The Secular Perspective:
Compassion without an ultimate source of moral authority provides “help” that advances vice in the lives of those who suffer. Drug needle exchanges, free prophylactics, abortion on demand, and gender dysphoria treatments are examples of this misguided “help”.
Even money given to those with signs on the corner could be enabling extremely detrimental behaviors toward the well-being of those who suffer. It may give us a temporary feeling of satisfaction that we have made a difference, but this kind of help often serves to dig those in need even deeper into the root causes of their suffering.
Explore Example Saint:
Saint Theresa of Calcutta is the exemplar of compassion. She wandered the streets of Calcutta, picked up, and cared for people who society had left to die. She bathed them and gave them a place to sleep and food. Mother Theresa provided the basic necessities of life for these human beings, whom society had labeled “untouchable.” She saw the human dignity in each of them and cared for them with more ardor than she cared for herself.

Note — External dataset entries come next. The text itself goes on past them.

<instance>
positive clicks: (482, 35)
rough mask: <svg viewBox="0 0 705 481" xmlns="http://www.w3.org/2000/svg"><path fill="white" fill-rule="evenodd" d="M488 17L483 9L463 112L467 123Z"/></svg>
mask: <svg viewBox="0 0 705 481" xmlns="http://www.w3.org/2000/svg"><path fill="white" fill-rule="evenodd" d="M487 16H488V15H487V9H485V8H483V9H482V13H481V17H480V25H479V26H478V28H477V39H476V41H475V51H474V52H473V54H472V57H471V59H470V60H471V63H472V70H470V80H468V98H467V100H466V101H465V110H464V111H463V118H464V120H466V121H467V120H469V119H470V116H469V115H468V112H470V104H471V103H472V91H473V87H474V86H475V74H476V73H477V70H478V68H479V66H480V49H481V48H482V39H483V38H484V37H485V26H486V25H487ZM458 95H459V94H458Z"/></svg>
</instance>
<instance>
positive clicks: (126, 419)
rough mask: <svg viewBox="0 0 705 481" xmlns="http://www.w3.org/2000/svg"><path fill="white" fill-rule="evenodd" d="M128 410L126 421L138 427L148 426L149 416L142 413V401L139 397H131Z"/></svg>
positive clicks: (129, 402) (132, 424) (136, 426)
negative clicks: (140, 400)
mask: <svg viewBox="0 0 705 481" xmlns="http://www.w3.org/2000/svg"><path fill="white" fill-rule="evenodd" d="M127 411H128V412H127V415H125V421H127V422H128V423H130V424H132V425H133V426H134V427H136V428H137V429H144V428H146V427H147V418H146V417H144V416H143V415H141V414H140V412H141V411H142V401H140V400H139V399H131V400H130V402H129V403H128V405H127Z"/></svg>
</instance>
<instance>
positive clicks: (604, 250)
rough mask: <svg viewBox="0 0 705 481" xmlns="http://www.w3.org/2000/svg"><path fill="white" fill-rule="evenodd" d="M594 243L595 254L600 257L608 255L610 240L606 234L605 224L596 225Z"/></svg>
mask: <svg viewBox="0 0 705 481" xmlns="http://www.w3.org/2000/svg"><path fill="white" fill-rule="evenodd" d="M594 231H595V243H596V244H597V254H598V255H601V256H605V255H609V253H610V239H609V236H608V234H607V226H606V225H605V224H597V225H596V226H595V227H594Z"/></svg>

All of this without validating their vices, but without judging them either. The Sisters of Charity show Christ to the downtrodden through their actions.
Tell us what you think:
Keep the conversation about compassion going. Share your thoughts in the comments and continue the conversation. Your comments will be used in future episodes, especially when we invite guests to speak about this virtue.
Act of Compassion:
O my God, I am moved by the plight of my fellow man. I seek to truly aid those in difficult situations with care for their human dignity, despite whatever circumstances brought them to their current tribulation. I will good for them, and not evil, and am willing to take action to bring about that good. I repent of my past faults when I have failed to render aid to those in need, and I forgive all who have failed to treat me with compassion in my own times of distress.
Prayer
Lord, bless us with faith, hope, love, prudence, temperance, fortitude, and justice that we may live as you intended man to live, in all virtue and righteousness. Help us to flee from sin and avoid all temptations of the world, the flesh, and the devil. Protect us with a spiritual hedge in front of us, behind us, above us, below us, to our right, and to our left, within us, and all around us, and seal it with the blood of your precious Son, our Lord Jesus Christ. Help us to keep you in everything that we think, say, and do. Amen.
Go out and fill the world with virtue, deus vult!